Montesano and Perlman founded Lucky Brand in 1990 and sold 85 percent of the company to Claiborne in 1999 for $113.5 million. Claiborne made several more multimillion-dollar payments over the years for the remaining equity stake. Lucky ended the third quarter of last year with 193 full-price stores and 46 outlets, with comps falling 18.7 percent for the first nine months of the year.

Montesano and Perlman now will serve as creative consultants. “There’s a big bench of talent in New York with accessories and California with apparel,” said McComb.

Yet, while McComb said the changes at Juicy and Lucky were planned all along, Moody’s Tuhy said he’s still concerned about stress in the company’s direct brands given the continuing weakness in the upper end of the market. The Mexx division also has to prove it can turn around. For the first nine months of last year, Mexx’s sales fell 35.6 percent to $621.4 million.

Claiborne, which was built via acquisition, now itself could be vulnerable to a takeover given its low stock price, and Mexx could be a sticking point for possible suitors. “That might be the hardest part of the business to value,” Tuhy said.

Another hurdle for possible acquirers is the firm’s 350 million euro, or $486.2 million at current exchange, in debt from a 2006 bond offering on the Luxembourg Stock Exchange. The notes carry a provision that gives debt holders the option of forcing the company to pay off the outstanding principal and interest in the event control of the company changes hands.

In July, Claiborne’s board acknowledged a change of control was possible and updated McComb’s employment contract to ensure the “continued attention and dedication” of the ceo, according to an SEC filing. The agreement extends to July 2012.
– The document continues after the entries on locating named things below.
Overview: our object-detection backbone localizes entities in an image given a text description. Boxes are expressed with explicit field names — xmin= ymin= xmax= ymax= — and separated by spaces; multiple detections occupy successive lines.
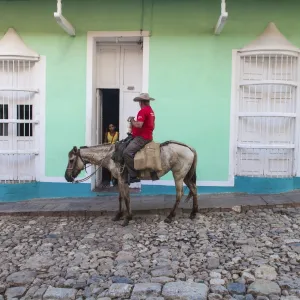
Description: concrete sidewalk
xmin=0 ymin=191 xmax=300 ymax=216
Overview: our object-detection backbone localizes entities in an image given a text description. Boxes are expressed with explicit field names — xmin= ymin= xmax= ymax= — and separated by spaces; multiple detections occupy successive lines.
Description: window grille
xmin=0 ymin=30 xmax=39 ymax=183
xmin=236 ymin=25 xmax=298 ymax=177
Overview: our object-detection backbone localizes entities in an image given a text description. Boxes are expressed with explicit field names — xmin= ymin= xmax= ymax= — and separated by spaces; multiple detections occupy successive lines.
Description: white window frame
xmin=229 ymin=49 xmax=300 ymax=178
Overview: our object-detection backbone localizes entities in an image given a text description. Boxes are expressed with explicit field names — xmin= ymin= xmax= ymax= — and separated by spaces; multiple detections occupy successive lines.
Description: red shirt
xmin=132 ymin=106 xmax=155 ymax=141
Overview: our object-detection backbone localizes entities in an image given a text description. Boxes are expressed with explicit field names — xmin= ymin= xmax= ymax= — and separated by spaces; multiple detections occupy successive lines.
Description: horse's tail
xmin=184 ymin=148 xmax=198 ymax=202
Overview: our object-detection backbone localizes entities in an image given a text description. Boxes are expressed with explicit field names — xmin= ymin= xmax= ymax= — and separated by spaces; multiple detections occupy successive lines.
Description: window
xmin=17 ymin=104 xmax=32 ymax=136
xmin=235 ymin=23 xmax=298 ymax=177
xmin=0 ymin=104 xmax=8 ymax=136
xmin=0 ymin=28 xmax=40 ymax=183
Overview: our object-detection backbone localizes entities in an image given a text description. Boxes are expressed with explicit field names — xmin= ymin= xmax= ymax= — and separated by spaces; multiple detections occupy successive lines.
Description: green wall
xmin=0 ymin=0 xmax=300 ymax=181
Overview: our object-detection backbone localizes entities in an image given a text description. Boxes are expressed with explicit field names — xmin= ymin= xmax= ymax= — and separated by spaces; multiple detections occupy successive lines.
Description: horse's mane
xmin=160 ymin=140 xmax=195 ymax=152
xmin=79 ymin=143 xmax=114 ymax=149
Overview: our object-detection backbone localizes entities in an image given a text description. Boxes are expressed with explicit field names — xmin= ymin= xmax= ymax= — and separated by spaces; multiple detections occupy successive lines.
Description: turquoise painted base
xmin=0 ymin=177 xmax=300 ymax=202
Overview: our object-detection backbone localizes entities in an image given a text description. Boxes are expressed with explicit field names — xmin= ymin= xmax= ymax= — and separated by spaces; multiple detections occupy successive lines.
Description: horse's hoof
xmin=165 ymin=218 xmax=172 ymax=224
xmin=122 ymin=219 xmax=129 ymax=227
xmin=190 ymin=213 xmax=196 ymax=220
xmin=111 ymin=214 xmax=122 ymax=222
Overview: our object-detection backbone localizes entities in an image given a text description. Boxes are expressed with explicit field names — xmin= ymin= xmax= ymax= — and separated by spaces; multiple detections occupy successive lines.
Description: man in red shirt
xmin=123 ymin=93 xmax=155 ymax=184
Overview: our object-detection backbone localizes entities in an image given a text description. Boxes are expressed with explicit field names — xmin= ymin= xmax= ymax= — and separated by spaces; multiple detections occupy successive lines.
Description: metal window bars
xmin=236 ymin=54 xmax=298 ymax=177
xmin=0 ymin=58 xmax=38 ymax=183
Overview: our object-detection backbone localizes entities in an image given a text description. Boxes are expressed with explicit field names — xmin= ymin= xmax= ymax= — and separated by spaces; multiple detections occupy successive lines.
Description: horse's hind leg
xmin=112 ymin=193 xmax=123 ymax=221
xmin=165 ymin=179 xmax=183 ymax=223
xmin=184 ymin=180 xmax=199 ymax=219
xmin=122 ymin=184 xmax=132 ymax=226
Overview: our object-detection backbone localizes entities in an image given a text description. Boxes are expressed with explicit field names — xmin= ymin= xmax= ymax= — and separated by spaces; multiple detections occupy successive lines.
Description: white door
xmin=96 ymin=43 xmax=143 ymax=139
xmin=95 ymin=89 xmax=103 ymax=186
xmin=120 ymin=45 xmax=143 ymax=139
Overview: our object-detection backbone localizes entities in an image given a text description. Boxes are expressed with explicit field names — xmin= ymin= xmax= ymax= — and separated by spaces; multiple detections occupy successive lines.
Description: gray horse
xmin=65 ymin=141 xmax=198 ymax=226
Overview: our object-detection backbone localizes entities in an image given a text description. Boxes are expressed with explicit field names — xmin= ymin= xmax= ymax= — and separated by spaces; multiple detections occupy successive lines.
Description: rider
xmin=124 ymin=93 xmax=155 ymax=184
McComb’s severance package includes the possibility of three times his base salary and three times his annual bonus and other benefits. In 2008, the ceo logged total compensation of $5.5 million, including a salary of $1.3 million. Under SEC accounting rules, McComb’s stock and option awards were valued at $3.8 million, though that dollar amount was not necessarily realized given vesting schedules and changes in share price.

It’s been a bumpy ride for the firm’s stock, which rose 5.6 percent Tuesday to $5.66. Over the last year, the issue has gone as low as $1.61 and as high as $7.88.
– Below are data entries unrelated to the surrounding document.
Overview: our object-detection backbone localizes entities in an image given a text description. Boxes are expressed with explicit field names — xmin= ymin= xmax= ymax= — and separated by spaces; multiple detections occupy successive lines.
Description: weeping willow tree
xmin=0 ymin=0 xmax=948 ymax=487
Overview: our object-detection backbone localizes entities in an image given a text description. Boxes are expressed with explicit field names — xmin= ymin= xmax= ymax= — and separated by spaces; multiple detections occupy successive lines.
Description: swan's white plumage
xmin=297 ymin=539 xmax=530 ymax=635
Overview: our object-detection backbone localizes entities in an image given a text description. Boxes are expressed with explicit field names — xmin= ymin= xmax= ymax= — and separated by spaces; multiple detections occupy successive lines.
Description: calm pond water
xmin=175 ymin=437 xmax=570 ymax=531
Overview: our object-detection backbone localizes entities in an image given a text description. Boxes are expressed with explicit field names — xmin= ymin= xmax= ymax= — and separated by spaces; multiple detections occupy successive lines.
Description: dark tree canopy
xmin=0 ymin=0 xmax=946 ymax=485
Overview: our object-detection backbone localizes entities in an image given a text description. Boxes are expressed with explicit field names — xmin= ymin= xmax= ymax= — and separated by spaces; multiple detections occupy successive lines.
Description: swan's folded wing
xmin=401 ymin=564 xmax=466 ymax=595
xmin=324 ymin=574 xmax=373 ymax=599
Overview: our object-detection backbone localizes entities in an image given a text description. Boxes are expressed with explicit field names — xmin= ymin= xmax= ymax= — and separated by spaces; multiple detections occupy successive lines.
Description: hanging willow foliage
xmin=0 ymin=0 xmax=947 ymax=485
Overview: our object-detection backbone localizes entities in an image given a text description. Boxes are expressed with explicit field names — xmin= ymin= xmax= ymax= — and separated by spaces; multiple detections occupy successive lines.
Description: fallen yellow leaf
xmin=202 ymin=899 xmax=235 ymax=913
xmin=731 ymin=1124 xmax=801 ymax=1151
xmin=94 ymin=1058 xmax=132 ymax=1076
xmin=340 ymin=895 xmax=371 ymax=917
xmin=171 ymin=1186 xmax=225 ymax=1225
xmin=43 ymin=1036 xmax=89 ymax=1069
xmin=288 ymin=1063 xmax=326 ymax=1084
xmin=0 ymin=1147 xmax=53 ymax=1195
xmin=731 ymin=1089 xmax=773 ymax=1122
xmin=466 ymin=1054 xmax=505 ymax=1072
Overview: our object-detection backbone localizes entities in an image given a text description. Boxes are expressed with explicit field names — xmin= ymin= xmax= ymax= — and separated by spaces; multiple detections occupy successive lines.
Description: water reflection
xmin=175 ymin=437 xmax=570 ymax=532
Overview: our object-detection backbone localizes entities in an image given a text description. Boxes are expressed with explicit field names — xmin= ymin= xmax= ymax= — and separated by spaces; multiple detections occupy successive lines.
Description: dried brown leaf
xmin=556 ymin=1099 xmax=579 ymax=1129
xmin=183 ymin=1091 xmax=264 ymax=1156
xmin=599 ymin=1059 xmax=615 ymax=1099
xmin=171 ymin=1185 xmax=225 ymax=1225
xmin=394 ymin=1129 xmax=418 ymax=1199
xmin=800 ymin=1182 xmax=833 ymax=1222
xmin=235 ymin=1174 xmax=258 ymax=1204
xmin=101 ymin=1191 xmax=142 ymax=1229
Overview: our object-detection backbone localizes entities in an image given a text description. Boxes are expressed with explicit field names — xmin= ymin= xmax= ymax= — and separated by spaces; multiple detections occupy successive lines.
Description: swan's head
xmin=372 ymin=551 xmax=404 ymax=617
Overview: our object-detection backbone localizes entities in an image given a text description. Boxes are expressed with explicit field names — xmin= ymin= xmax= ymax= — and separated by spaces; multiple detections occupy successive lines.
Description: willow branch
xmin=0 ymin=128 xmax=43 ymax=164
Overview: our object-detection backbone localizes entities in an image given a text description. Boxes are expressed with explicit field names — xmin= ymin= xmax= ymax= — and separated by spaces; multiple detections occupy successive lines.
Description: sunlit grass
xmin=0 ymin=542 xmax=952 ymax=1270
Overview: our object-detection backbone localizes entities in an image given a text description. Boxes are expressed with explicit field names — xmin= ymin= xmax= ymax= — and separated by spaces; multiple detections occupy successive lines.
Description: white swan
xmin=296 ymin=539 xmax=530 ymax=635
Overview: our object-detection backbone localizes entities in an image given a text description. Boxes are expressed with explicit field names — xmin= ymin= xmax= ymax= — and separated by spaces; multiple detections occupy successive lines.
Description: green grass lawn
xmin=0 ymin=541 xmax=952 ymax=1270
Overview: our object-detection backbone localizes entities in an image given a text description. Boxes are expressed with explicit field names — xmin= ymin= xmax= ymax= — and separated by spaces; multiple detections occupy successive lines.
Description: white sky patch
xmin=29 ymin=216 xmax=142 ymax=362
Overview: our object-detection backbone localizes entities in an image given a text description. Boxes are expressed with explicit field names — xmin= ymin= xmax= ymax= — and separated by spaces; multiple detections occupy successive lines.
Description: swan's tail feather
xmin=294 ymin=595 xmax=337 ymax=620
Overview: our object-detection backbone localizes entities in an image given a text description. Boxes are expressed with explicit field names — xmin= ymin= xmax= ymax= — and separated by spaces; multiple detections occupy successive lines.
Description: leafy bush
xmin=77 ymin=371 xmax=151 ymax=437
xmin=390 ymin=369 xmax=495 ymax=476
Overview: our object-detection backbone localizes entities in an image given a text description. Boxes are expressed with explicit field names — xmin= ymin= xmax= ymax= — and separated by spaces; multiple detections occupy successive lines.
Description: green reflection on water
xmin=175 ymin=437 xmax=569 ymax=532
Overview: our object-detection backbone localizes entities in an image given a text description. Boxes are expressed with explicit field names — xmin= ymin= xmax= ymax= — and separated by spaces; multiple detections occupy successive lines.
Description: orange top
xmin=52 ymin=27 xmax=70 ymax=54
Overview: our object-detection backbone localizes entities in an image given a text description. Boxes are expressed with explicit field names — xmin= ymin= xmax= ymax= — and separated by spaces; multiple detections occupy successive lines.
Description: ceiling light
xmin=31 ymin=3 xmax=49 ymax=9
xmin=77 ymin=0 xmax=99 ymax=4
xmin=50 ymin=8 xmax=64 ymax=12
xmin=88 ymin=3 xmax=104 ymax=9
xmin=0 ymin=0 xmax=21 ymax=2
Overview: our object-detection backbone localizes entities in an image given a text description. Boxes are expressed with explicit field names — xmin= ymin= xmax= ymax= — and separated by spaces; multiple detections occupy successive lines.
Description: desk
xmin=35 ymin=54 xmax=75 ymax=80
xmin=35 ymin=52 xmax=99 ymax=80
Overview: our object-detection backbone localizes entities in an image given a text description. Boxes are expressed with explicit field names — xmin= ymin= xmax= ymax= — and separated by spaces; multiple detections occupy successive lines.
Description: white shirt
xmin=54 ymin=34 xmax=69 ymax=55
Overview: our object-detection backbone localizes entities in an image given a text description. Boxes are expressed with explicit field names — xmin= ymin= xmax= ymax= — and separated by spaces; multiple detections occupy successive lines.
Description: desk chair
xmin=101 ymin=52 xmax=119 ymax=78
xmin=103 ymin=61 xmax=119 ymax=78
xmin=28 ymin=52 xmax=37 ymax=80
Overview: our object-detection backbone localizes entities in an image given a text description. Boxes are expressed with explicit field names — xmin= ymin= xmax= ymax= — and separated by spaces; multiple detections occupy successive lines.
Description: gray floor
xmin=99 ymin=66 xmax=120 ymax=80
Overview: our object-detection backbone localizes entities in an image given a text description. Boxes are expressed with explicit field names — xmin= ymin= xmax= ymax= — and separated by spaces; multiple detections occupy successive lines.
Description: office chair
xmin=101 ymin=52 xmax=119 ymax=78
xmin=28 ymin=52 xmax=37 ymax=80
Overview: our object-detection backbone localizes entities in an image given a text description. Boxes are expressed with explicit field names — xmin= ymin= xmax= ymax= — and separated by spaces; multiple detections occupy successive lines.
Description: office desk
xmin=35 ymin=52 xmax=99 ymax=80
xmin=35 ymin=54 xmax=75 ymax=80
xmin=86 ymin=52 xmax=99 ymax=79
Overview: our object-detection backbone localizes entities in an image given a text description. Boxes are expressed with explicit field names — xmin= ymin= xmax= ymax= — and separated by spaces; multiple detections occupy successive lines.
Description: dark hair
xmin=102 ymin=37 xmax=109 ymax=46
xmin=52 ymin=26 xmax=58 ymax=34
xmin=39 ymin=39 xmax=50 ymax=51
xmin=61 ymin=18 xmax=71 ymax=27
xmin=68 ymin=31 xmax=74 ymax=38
Even if redemption is still a long way off for investors who bought the stock at its all-time high of about $45 in early 2007, traders coming in at a lower price obviously see some opportunity.
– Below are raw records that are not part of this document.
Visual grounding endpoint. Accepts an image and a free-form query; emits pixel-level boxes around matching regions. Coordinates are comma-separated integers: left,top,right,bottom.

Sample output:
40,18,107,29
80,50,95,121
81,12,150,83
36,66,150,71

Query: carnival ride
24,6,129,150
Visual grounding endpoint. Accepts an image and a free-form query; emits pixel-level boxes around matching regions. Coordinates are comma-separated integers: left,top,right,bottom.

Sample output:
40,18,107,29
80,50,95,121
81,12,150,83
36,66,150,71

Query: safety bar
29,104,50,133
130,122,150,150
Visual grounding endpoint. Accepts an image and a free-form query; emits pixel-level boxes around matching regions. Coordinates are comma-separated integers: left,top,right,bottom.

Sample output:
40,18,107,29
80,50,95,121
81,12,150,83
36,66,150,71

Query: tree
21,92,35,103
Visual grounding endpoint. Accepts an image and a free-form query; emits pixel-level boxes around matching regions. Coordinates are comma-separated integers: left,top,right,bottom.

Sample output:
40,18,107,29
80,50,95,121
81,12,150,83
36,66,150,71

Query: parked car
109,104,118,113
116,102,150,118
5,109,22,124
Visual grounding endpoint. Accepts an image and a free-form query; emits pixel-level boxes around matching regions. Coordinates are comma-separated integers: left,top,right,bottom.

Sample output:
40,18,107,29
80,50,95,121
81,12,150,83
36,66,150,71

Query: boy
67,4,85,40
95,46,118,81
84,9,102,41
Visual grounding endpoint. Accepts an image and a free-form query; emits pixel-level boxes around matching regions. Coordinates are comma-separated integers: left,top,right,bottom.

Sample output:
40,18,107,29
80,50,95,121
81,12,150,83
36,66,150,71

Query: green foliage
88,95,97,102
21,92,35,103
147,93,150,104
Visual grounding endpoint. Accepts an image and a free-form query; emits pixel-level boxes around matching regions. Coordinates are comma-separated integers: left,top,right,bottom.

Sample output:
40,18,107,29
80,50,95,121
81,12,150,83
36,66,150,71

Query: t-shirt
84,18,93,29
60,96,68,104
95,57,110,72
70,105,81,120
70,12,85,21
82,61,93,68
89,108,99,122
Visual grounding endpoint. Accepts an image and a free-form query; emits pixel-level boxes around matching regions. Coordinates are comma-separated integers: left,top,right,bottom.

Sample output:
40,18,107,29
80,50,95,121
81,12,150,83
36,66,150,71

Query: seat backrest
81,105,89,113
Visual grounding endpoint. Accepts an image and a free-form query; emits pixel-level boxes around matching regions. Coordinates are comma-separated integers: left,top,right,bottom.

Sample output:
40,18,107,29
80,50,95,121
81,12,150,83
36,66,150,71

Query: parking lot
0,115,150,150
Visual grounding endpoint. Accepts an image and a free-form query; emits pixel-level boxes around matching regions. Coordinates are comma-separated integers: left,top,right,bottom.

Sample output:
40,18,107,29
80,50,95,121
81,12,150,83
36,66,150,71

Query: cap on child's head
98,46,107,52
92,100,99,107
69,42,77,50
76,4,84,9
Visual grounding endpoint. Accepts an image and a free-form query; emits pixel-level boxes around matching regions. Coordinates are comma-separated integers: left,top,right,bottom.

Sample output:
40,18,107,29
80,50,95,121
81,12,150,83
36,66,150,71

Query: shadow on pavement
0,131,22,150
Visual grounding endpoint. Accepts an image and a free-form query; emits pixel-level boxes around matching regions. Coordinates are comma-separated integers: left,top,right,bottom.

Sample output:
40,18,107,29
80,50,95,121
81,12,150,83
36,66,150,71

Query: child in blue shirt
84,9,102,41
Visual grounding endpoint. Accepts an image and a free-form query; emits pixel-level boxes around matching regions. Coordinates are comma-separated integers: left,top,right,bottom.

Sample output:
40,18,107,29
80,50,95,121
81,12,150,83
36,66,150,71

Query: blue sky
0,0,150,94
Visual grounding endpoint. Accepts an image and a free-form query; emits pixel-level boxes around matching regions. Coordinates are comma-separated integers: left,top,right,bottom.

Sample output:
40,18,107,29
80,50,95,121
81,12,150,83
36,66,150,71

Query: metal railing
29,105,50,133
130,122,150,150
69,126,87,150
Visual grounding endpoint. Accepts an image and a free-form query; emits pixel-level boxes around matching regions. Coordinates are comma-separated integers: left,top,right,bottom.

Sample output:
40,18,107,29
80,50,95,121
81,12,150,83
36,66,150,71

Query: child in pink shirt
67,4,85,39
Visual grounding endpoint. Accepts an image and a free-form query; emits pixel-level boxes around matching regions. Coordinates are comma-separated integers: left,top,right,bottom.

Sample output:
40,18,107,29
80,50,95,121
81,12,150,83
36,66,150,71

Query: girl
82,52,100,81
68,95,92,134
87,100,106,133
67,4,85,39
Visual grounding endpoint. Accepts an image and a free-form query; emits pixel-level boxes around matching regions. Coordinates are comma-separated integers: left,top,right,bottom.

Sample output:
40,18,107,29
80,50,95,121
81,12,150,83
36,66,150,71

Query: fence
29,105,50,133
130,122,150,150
Among them is hedge fund operator Richard Perry. Last year, Perry Corp. scooped up 9.3 million shares of the firm, or 9.7 percent of those outstanding, making the fund Claiborne’s second-largest shareholder behind retirement fund operator FMR, which owns Fidelity. Perry also is said to have taken a large position in the debt of Barneys New York.

And the departures of the Juicy and Lucky founders only add to what has been a turbulent three-year tenure for McComb as he’s tried to remake Claiborne by selling numerous brands, including Ellen Tracy; reorganizing the firm into direct and partnered brand units; outplacing its sourcing operations to Li & Fung, which one source contended was when the issues with Juicy’s quality and fit began; licensing Dana Buchman to Kohl’s, and doing the Penney’s deal for the Liz Claiborne flagship brand.

Claiborne has amassed considerable losses along the way. For fiscal year 2008, the group saw a loss of $951.8 million versus a 2007 loss of $372.8 million. Annual revenues fell 10 percent to $3.98 billion from $4.44 billion.

But McComb defended his moves to WWD, saying, “I’m controlling and driving the business, and figuring out what the business needs in terms of direction.”